ITC Hotels set an unprecedented benchmark when its 11 luxury hotels all became certified LEED Platinum, a process that included retrofitting nine properties. Today, the company is India’s second-largest hotel chain, with more than 90 hotels throughout the country, and the only company in the world of its size to have been carbon positive for 13 years, water positive for 16 years, and solid waste recycling positive for 11 years—all in one of the world’s most polluted countries.
In May, the company opened its newest hotel in Hyderabad, ITC Kohenur, which uses high-tech green initiatives like 100% LED lighting, a green roof, and a unique building structure that captures maximum sunlight, but also guest-facing improvements like Vitamin C–infused showers and plants in every room to improve air quality.
These are just a few of the sustainable initiatives that ITC incorporates into its luxury hotels, according to Dipak Haksar, the company’s chief executive.

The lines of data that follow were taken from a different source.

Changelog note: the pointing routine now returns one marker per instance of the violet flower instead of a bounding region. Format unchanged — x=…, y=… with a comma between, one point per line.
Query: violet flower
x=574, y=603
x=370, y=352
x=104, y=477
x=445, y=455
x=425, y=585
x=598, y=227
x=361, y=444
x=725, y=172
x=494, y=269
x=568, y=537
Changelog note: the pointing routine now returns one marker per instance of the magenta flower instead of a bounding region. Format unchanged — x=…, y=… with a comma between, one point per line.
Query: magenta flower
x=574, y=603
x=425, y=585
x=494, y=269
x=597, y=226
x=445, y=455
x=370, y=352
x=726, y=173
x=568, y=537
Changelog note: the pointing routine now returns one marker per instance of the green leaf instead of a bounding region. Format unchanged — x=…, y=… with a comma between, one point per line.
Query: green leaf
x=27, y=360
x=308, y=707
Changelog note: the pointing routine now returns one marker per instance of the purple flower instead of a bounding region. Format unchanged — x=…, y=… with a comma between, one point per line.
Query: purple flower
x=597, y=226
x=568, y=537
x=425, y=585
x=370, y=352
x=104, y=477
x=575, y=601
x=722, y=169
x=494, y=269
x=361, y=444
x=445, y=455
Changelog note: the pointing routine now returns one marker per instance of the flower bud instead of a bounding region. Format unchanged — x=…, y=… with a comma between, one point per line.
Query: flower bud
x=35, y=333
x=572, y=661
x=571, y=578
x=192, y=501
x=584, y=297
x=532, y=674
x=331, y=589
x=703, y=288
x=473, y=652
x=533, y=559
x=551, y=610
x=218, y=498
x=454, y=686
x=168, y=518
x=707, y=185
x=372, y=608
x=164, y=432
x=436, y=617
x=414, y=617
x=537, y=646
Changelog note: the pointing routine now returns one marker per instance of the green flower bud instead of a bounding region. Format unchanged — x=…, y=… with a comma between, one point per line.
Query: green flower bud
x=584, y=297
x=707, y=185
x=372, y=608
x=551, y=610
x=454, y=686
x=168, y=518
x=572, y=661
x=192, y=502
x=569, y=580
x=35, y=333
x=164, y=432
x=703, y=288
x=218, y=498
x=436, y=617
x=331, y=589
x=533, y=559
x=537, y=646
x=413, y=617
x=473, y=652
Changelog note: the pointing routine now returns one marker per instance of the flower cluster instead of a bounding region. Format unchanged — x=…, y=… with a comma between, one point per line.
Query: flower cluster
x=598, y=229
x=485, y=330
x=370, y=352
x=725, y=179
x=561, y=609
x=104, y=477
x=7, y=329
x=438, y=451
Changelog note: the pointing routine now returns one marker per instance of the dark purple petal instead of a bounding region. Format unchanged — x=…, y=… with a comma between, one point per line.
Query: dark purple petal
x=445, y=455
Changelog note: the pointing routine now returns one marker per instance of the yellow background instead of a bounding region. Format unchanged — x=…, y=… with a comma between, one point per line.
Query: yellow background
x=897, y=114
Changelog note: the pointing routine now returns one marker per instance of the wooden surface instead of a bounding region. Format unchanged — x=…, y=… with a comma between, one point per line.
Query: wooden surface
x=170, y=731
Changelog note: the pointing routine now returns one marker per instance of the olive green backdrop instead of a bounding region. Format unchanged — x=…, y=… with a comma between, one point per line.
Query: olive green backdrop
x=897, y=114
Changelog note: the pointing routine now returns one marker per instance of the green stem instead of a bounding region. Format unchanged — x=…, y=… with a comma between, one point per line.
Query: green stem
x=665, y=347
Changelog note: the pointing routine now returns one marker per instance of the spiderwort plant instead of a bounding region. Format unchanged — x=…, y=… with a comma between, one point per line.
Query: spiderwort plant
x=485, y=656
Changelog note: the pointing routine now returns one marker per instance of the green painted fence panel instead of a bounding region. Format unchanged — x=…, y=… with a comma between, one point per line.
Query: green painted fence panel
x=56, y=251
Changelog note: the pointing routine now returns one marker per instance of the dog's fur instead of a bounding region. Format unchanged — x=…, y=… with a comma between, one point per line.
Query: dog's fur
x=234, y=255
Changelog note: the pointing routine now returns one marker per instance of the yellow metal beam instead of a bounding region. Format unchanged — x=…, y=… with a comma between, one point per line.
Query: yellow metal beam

The company has a “Responsible Luxury” mission, trying to combat the challenges ITC faces in India and the future of sustainability and luxury travel.
“The conscious consumer is looking to contribute by endorsing luxury brands that are eco-friendly. In the context of luxury hotels, it takes on the challenge of making luxury more meaningful with deeper roots in society and the environment,” says Dipak Haksar. “By 2030, the hospitality landscape will be unrecognizable compared to the standards of today, and sustainability will be one of the pervasive drivers of change. And those who fail to adhere to these changes in the industry find the risk of getting lost.”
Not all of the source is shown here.